Latihan gerilya yang digelar oleh Kodam XII/Tanjungpura bukan sekadar rutinitas tempur di hutan belantara. Ini adalah sebuah kurikulum intensif berdurasi sepekan yang secara terintegrasi mendrill ketahanan fisik, mental, dan kecakapan taktis infanteri dalam ekosistem operasi paling ekstrem: medan rimba Kalimantan Barat. Prosedur latihan dimulai dengan tahap yang paling krusial dan berisiko: Long Range Reconnaissance Patrol (LRRP). Di sini, tim kecil beranggotakan 4-6 personel menyusup jauh ke dalam wilayah musuh simulasi. Tugas mereka adalah mengumpulkan data intelijen vital—seperti posisi pertahanan, pola pergerakan, dan titik lemah lawan—tanpa sama sekali terdeteksi. Kegagalan dalam tahap ini dapat menggagalkan seluruh misi, menjadikan keahlian dalam stealth movement dan field craft sebagai prasyarat mutlak.

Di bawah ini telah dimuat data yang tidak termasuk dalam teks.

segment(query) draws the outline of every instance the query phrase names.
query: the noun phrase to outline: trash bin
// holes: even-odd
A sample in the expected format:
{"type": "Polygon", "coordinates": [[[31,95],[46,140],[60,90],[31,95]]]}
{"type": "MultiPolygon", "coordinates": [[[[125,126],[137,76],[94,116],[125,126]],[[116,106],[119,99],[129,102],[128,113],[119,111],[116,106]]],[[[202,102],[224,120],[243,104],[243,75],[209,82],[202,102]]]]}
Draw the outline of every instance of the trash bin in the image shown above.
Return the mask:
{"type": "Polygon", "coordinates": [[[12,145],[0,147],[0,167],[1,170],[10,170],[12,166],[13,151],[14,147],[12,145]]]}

Membangun Pijakan dan Menguji Akurasi Tempur Hutan
Setelah intelijen awal terkumpul, pasukan bergerak ke fase kedua: Establishing Base Camp atau Hide Site. Ini bukan sekadar mendirikan tenda, melainkan membangun posisi tersembunyi yang mampu bertahan dari deteksi udara dan darat dengan menerapkan prinsip Camouflage, Concealment, and Deception (CCD) tingkat tinggi. Teknik ini meliputi penggunaan vegetasi alami, penciptaan siluet yang menyatu dengan lingkungan, dan pembuatan pos palsu untuk mengecoh pengintaian musuh. Basis yang aman ini kemudian menjadi titik tolak untuk Live-Fire Exercise dalam kondisi hutan yang padat dan penuh hambatan. Latihan menembak ini khusus dirancang untuk menguji dua kemampuan inti infanteri: akurasi snap shot (tembakan cepat ke target yang muncul tiba-tiba) dan teknik fire and movement dalam formasi fire team. Dalam formasi terkecil ini, setiap anggota harus mampu bergerak maju sambil memberikan tembakan penutup kepada rekannya secara bergantian, sebuah manuver koordinatif yang vital dalam pertempuran jarak dekat di vegetasi rapat.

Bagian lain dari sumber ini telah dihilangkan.